Influenciadoras Digitais Impulsionam o Empreendedorismo Feminino

Segundo uma pesquisa realizada pela plataforma de marketing de influência Wake Creators, há mais de 14 milhões de criadores de conteúdo no país, dos quais 87% são mulheres. (Foto: Freepik)

Ana Clara da Cruz

Ao longo dos séculos, novas profissões surgiram de acordo com mudanças da sociedade. Com a ascenção da internet não foi diferente. A partir dela, temos cientistas da computação, engenheiros de software e também as influenciadoras digitais. As chamadas “influencers” são mulheres que se destacam nas redes e possuem a capacidade de mobilizar um grande número de seguidores, pautando opiniões e comportamentos. Por ser uma profissão autônoma que lida com a imagem pessoal e gera fonte de renda, é um novo formato de empreendedorismo.

A publicitária e professora universitária Carine Cardoso, 50, explica que empreender é ter visão das oportunidades do mercado e transformá-las em fonte de renda. A professora acredita que a nova profissão da internet é também uma forma de empreender já que utiliza a marca pessoal para gerar valor econômico. Nesse cenário, o conteúdo deixa de ser apenas expressão e se torna produto, exigindo planejamento, consistência e posicionamento.

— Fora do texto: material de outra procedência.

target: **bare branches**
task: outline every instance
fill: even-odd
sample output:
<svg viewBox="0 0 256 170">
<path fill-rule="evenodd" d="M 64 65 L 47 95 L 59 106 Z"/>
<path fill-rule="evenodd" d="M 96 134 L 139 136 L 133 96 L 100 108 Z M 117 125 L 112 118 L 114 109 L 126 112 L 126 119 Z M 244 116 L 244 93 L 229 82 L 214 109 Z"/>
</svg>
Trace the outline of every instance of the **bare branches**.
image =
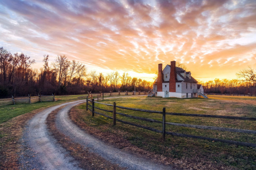
<svg viewBox="0 0 256 170">
<path fill-rule="evenodd" d="M 256 70 L 251 67 L 248 66 L 248 69 L 244 69 L 236 74 L 243 81 L 250 82 L 252 86 L 256 86 Z"/>
</svg>

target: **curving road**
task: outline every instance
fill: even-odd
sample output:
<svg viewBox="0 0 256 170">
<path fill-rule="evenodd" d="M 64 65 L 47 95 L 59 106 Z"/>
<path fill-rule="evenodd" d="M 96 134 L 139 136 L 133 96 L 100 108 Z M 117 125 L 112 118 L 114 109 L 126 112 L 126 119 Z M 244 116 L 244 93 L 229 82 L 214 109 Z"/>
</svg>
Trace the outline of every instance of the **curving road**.
<svg viewBox="0 0 256 170">
<path fill-rule="evenodd" d="M 21 168 L 25 169 L 79 169 L 79 163 L 57 143 L 49 134 L 46 119 L 49 114 L 65 106 L 58 113 L 55 124 L 58 131 L 89 151 L 96 153 L 112 163 L 128 169 L 172 169 L 170 166 L 153 163 L 114 146 L 106 143 L 87 133 L 69 118 L 68 112 L 75 105 L 85 102 L 79 100 L 50 107 L 37 114 L 27 124 L 22 137 L 23 150 L 20 157 Z"/>
</svg>

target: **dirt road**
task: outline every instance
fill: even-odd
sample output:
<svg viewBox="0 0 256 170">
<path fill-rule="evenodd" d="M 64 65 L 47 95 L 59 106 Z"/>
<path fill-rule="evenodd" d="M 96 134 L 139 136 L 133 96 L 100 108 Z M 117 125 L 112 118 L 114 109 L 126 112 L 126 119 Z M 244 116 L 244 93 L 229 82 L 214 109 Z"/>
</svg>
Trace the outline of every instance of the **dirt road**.
<svg viewBox="0 0 256 170">
<path fill-rule="evenodd" d="M 55 120 L 58 131 L 79 143 L 84 148 L 95 153 L 121 168 L 128 169 L 172 169 L 153 163 L 150 160 L 138 157 L 114 146 L 103 142 L 81 129 L 69 118 L 68 112 L 76 105 L 84 103 L 79 100 L 62 104 L 49 108 L 36 114 L 28 123 L 22 139 L 23 154 L 19 160 L 26 169 L 79 169 L 79 162 L 58 143 L 51 135 L 46 125 L 46 119 L 52 111 L 63 107 Z"/>
</svg>

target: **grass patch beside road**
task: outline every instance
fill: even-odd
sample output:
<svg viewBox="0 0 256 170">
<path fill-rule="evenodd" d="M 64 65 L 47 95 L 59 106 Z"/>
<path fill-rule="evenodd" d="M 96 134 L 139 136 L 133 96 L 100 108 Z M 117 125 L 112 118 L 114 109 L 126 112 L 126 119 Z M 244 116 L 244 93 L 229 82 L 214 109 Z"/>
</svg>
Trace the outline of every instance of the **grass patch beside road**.
<svg viewBox="0 0 256 170">
<path fill-rule="evenodd" d="M 37 102 L 33 104 L 21 104 L 11 105 L 2 106 L 0 107 L 0 124 L 6 122 L 10 119 L 30 112 L 32 110 L 42 108 L 48 107 L 57 105 L 61 103 L 76 100 L 79 99 L 77 97 L 83 95 L 69 95 L 69 96 L 57 96 L 57 98 L 61 98 L 61 100 L 53 101 Z"/>
<path fill-rule="evenodd" d="M 210 99 L 208 99 L 133 97 L 106 99 L 103 102 L 113 104 L 115 101 L 119 106 L 159 111 L 162 111 L 163 107 L 166 107 L 166 112 L 256 117 L 255 97 L 225 96 L 223 98 L 221 96 L 209 97 Z M 228 97 L 230 98 L 230 100 Z M 97 104 L 95 106 L 110 110 L 113 109 L 113 107 L 100 106 Z M 90 112 L 84 110 L 84 104 L 78 106 L 77 109 L 84 110 L 83 112 L 85 114 L 81 115 L 79 118 L 87 125 L 106 133 L 114 134 L 117 139 L 124 139 L 139 148 L 161 155 L 165 158 L 165 159 L 164 159 L 165 161 L 172 162 L 174 160 L 177 165 L 182 167 L 183 165 L 182 163 L 186 162 L 188 168 L 256 169 L 255 148 L 170 135 L 166 135 L 166 140 L 164 141 L 162 139 L 161 134 L 118 122 L 117 125 L 114 126 L 111 120 L 97 114 L 92 117 Z M 95 111 L 103 113 L 96 109 Z M 117 112 L 162 120 L 162 115 L 158 114 L 119 108 L 117 108 Z M 105 114 L 112 115 L 111 113 Z M 145 122 L 118 115 L 117 115 L 117 118 L 162 130 L 161 124 Z M 174 123 L 253 130 L 256 129 L 255 121 L 171 115 L 166 115 L 166 122 Z M 169 125 L 166 125 L 166 131 L 256 143 L 255 134 L 205 130 Z"/>
</svg>

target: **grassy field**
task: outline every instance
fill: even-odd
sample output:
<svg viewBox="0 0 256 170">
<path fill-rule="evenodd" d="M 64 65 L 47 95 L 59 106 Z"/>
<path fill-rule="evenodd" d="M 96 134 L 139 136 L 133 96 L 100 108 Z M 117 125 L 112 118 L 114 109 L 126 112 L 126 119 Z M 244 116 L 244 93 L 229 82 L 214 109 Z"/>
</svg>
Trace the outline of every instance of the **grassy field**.
<svg viewBox="0 0 256 170">
<path fill-rule="evenodd" d="M 121 95 L 124 96 L 124 92 L 122 92 Z M 129 92 L 129 95 L 132 94 Z M 117 96 L 118 92 L 113 92 L 113 95 Z M 94 98 L 97 98 L 97 94 L 93 94 Z M 34 104 L 16 104 L 7 106 L 0 106 L 0 124 L 6 122 L 10 119 L 30 112 L 32 110 L 42 107 L 48 107 L 54 105 L 58 105 L 63 103 L 69 101 L 85 99 L 85 98 L 78 98 L 79 97 L 87 96 L 86 94 L 82 95 L 67 95 L 67 96 L 56 96 L 55 97 L 61 98 L 61 100 L 56 102 L 47 101 L 47 102 L 38 102 Z M 104 98 L 109 97 L 109 93 L 105 94 Z"/>
<path fill-rule="evenodd" d="M 209 99 L 177 99 L 134 97 L 106 99 L 103 103 L 113 104 L 115 101 L 119 106 L 159 111 L 162 111 L 163 107 L 166 107 L 166 112 L 256 117 L 255 97 L 222 96 L 210 96 L 209 97 Z M 111 107 L 102 105 L 95 104 L 95 106 L 108 110 L 113 109 Z M 78 108 L 84 109 L 85 105 L 82 105 Z M 119 108 L 117 108 L 117 112 L 162 120 L 162 115 L 159 114 Z M 218 167 L 225 166 L 230 169 L 256 169 L 255 148 L 169 135 L 166 135 L 166 140 L 164 141 L 162 140 L 161 134 L 118 122 L 117 125 L 114 126 L 111 119 L 98 115 L 92 117 L 89 111 L 86 113 L 82 118 L 90 126 L 116 134 L 136 146 L 156 154 L 173 159 L 185 159 L 191 162 L 198 161 L 199 159 L 201 163 L 215 164 Z M 111 113 L 104 113 L 112 115 Z M 161 124 L 145 122 L 118 115 L 117 118 L 162 130 Z M 252 130 L 256 129 L 255 121 L 171 115 L 166 115 L 166 120 L 168 122 Z M 196 129 L 170 125 L 166 125 L 166 131 L 256 143 L 255 134 Z"/>
<path fill-rule="evenodd" d="M 0 124 L 7 121 L 14 117 L 30 112 L 39 108 L 48 107 L 62 103 L 79 99 L 77 97 L 82 96 L 82 95 L 57 96 L 56 97 L 61 98 L 61 100 L 56 102 L 38 102 L 31 104 L 23 104 L 1 106 Z"/>
</svg>

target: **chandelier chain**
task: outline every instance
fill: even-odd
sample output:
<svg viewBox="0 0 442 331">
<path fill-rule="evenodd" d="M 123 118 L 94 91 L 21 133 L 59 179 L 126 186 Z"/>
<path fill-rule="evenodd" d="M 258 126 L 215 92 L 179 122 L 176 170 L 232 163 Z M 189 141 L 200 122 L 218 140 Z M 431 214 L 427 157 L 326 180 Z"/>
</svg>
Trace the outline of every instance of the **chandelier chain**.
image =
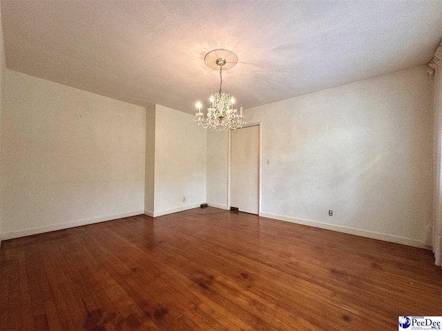
<svg viewBox="0 0 442 331">
<path fill-rule="evenodd" d="M 234 54 L 231 51 L 227 51 L 227 50 L 218 50 Z M 204 58 L 205 61 L 206 58 Z M 201 111 L 201 103 L 200 101 L 197 103 L 196 108 L 198 112 L 195 114 L 195 121 L 204 129 L 210 128 L 215 131 L 236 130 L 242 128 L 242 126 L 246 123 L 246 118 L 242 115 L 242 106 L 240 106 L 239 110 L 235 108 L 235 100 L 230 93 L 222 92 L 222 66 L 227 63 L 227 61 L 224 57 L 219 57 L 216 59 L 215 63 L 217 66 L 220 66 L 220 91 L 211 96 L 210 106 L 207 108 L 206 117 L 204 117 Z M 226 68 L 229 69 L 228 67 Z"/>
<path fill-rule="evenodd" d="M 220 66 L 220 95 L 221 95 L 222 86 L 222 66 Z"/>
</svg>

Um dos nomes que representam esse novo formato é o da influenciadora de moda e beleza Anna Bermudes, 25, presente na internet desde 2018 e que, em 2023, decidiu recomeçar o perfil no Instagram do zero. Engenheira química de formação, Anna conta que decidiu focar integralmente no empreendedorismo após o encerramento do seu contrato CLT. Hoje, com quase 10 mil seguidores, ela explica que a renda vai além das redes sociais, vindo tanto de comissões com marcas afiliadas quanto da agência de marketing: “Marketê”.

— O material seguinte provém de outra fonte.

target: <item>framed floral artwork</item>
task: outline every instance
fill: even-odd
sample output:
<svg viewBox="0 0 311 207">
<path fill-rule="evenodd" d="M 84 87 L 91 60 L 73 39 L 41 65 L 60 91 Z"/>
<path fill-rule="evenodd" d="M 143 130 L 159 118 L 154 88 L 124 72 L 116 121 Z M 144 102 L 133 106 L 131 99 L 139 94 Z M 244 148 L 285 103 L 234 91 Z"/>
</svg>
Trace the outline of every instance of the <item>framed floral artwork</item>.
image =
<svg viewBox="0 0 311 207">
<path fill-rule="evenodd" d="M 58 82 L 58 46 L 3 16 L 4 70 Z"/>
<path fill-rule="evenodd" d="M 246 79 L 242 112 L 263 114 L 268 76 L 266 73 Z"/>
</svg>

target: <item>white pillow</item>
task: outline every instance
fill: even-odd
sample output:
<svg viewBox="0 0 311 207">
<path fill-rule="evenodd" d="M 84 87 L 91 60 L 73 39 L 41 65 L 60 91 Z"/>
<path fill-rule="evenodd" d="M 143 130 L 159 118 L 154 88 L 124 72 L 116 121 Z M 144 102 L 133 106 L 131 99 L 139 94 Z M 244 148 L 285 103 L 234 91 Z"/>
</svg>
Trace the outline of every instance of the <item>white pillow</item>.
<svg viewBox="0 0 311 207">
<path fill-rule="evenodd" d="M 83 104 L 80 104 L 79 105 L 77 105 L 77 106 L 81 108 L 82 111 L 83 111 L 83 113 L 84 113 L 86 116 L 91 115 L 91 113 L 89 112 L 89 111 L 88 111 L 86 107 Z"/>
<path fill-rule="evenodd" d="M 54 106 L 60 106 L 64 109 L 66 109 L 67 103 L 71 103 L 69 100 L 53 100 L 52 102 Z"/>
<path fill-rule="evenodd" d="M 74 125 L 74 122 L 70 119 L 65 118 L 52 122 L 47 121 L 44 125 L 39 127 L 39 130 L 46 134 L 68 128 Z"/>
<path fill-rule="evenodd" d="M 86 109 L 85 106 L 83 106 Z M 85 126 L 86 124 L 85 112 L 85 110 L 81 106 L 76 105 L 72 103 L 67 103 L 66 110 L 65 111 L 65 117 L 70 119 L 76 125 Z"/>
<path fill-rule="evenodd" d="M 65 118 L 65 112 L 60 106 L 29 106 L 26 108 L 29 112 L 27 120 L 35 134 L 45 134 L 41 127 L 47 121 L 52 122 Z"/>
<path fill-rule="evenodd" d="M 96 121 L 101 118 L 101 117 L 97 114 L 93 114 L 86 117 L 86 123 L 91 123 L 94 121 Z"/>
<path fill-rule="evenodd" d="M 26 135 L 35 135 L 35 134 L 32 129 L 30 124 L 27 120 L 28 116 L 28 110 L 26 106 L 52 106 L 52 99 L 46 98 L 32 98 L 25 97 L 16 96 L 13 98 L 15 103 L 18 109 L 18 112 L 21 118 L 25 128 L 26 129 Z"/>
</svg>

Itapuã, Calebito, Mascavo e Go Case são algumas das grandes marcas que Anna já trabalhou (Foto: Ana Clara da Cruz/LACOS)

A influenciadora fitness Júlia Stofel, 23, que soma 103 mil seguidores no Instagram, afirma que começou a produzir conteúdo ainda nova, com dicas de beleza. Natural de Minas Gerais, Júlia identificou, ainda no início da trajetória, o potencial das redes sociais como caminho para influenciar, mesmo morando em uma cidade pequena. A partir disso, estruturou a presença digital como um negócio próprio e, hoje, a renda está exclusivamente ligada à monetização da própria imagem por meio de contratos com marcas que divulga na internet.

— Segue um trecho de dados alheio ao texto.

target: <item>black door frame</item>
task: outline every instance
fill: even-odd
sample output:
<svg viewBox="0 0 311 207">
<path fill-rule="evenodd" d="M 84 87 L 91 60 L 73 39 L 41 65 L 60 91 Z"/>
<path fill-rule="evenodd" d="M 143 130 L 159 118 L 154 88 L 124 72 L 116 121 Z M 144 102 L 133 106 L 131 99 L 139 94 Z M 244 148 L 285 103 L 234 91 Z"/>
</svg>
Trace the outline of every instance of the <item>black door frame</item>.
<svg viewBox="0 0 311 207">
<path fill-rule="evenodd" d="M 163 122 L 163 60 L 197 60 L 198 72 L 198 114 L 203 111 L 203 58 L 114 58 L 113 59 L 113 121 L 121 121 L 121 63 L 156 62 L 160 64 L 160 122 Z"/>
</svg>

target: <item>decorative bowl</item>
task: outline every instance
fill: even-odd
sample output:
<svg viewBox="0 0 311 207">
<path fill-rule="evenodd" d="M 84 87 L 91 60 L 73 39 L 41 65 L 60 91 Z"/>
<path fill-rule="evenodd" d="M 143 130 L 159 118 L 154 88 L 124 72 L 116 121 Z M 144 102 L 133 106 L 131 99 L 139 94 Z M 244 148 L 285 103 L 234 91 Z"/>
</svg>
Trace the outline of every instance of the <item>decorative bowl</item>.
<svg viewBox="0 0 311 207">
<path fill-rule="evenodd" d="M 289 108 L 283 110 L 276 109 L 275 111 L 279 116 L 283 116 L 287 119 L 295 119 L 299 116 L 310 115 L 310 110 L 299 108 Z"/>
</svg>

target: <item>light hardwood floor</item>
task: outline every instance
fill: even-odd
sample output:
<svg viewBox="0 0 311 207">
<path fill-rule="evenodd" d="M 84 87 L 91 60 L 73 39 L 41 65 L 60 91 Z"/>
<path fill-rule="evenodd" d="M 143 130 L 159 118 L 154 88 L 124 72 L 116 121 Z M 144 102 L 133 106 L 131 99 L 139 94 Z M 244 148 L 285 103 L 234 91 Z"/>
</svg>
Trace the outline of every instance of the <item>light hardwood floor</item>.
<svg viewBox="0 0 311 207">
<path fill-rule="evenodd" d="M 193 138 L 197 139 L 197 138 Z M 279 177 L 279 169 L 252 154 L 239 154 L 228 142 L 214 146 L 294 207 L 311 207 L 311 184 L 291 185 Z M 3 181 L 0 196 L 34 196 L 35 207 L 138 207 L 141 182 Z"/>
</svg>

Atualmente, Júlia trabalha com grandes marcas como Nike, Blessy, Go Case e Guday (Foto: Arquivo Pessoal)

Mercado Digital

De acordo com um levantamento da plataforma Influency.me, o Brasil alcançou 2,1 milhões de influenciadores digitais em 2025 com a entrada de cerca de 100 mil novos criadores de conteúdo apenas no último ano. Esses dados confirmam a expansão do mercado digital, impulsionado pela busca por liberdade financeira e novas formas de atuação profissional.  

A economista Ana Maria Zen de Freitas, 58, conta que o empreendedorismo digital pode representar autonomia econômica ao permitir que as mulheres tenham maior flexibilidade no trabalho. Contudo, a subordinação do mercado ainda acontece porque, segundo Ana, as influenciadoras dependem das plataformas e da necessidade constante de firmar parcerias com marcas para garantir faturamento, levando a uma instabilidade. Ainda assim, Ana diz que conseguir se posicionar nesse ambiente já é visto como um diferencial competitivo relevante.

Para assegurar renda mensal no meio digital é necessário se diferenciar da concorrência. Carine garante que o branding pessoal pode ser entendido como um ativo econômico nesse contexto, pois a marca pessoal está diretamente ligada à reputação e a autenticidade. Assim, essas estratégias são mensuradas por indicadores como número de seguidores e engajamento, dados que atraem clientes. “Requer planejamento, execução e alinhamento com o mercado e com aquilo que a pessoa tem de mais relevante para oferecer”, afirma.